Many biosensing applications rely on characterization of specific analytes such as proteins, viruses and bacteria, among many other targets, which can be accomplished by using micro- or nano-scale particles. In such biosensors, these particles are coated with a surface chemistry that makes them stick to the target analyte forming clusters in response. The higher the target analyte concentration is, the larger the number of clusters gets. Therefore, monitoring and characterizing these particle clusters can tell us if the target analyte is present in a sample and in what concentration. Current methods to perform such an analysis are limited in that they are either capable of only a coarse readout or rely on expensive and bulky microscopes, which limit their applicability to address different biosensing needs, especially in resource limited environments.

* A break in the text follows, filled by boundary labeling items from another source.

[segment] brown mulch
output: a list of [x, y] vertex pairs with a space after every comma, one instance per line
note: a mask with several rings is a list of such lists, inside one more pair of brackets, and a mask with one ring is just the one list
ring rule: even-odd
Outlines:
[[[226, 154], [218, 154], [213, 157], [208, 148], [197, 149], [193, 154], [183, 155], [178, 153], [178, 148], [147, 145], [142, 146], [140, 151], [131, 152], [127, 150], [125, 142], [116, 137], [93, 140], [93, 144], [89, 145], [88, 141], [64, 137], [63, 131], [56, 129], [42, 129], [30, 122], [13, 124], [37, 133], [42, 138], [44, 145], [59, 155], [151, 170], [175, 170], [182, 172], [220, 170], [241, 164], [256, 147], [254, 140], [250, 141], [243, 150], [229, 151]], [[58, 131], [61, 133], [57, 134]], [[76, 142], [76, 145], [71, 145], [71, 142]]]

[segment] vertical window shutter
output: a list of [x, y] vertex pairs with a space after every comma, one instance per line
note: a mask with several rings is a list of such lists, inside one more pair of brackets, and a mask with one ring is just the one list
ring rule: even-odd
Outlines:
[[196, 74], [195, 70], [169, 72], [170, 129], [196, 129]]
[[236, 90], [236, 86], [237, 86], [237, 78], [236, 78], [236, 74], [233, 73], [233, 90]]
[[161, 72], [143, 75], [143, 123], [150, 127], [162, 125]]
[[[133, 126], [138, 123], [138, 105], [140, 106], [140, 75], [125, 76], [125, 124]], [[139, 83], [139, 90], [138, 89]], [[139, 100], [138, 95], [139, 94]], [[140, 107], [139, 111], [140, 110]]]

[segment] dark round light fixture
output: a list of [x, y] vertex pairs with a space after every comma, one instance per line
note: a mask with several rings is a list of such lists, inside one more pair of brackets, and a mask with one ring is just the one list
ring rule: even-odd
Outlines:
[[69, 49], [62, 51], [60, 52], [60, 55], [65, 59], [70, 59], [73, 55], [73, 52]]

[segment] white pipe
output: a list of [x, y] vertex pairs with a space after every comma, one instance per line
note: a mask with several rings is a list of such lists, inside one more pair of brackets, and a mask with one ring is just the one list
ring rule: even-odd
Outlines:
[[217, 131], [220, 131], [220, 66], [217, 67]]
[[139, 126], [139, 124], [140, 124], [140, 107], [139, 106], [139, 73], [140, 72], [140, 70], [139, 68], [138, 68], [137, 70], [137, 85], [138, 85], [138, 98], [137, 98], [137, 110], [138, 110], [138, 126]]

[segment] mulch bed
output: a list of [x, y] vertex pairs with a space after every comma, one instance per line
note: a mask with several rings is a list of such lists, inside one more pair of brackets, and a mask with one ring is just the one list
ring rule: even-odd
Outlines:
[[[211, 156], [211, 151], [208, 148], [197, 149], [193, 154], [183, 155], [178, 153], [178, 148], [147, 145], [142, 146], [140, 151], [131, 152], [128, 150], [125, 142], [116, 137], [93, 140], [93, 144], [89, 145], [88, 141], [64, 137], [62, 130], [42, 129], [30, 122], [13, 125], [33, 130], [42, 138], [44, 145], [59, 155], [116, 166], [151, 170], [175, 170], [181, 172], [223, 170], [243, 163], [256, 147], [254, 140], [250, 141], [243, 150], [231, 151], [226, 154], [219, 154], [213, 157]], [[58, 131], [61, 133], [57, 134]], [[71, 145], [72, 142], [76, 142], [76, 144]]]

To overcome the shortcomings of the existing solutions, UCLA researchers have developed a rapid and automated biosensing method based on holography coupled with deep learning – currently, one of the most promising and successfully used methods in artificial intelligence, AI. In this system, all the particle clusters and individual micro-particles in a sample are first imaged in 3-D as holograms, all at the same time, and over a very large sample area of more than 20 mm², more than ten-fold larger than the imaging area of a standard optical microscope. Next, a trained deep neural network processes these holograms and rapidly reconstructs them into images of clusters similar to those that could be obtained with a standard scanning microscope, but doing this much faster and for a significantly larger sample volume. During this process, all the particle clusters at the micro-scale (revealing the presence of the target analyte) are automatically counted with a sensitivity similar to a laboratory-grade microscope.

As a proof of concept, UCLA researchers successfully demonstrated the application of this deep learning-based biosensing approach to detect herpes simplex virus (HSV) and achieved a detection limit of ~ five viruses per micro-liter, providing a clinically relevant level of sensitivity for HSV detection. HSV is one of the most widespread viral infections that is estimated to have affected more than 50 percent of the adults in the US.

This work was published as a cover article in ACS Photonics, a journal of the American Chemical Society. The research was led by Dr. Aydogan Ozcan, an associate director of the California NanoSystems Institute (CNSI) and the Chancellor’s Professor of electrical and computer engineering at the UCLA Henry Samueli School of Engineering and Applied Science, along with Yichen Wu, a graduate student, and Aniruddha Ray, a postdoctoral scholar, at the UCLA electrical and computer engineering department.

“Our work demonstrates an automated, inexpensive platform for rapid read-out and quantification of a wide variety of particle clustering-based biosensors. This unique capability enabled by deep learning will help democratize biosensing instrumentation, making them suitable for wide-scale use even in developing countries,” said Ozcan.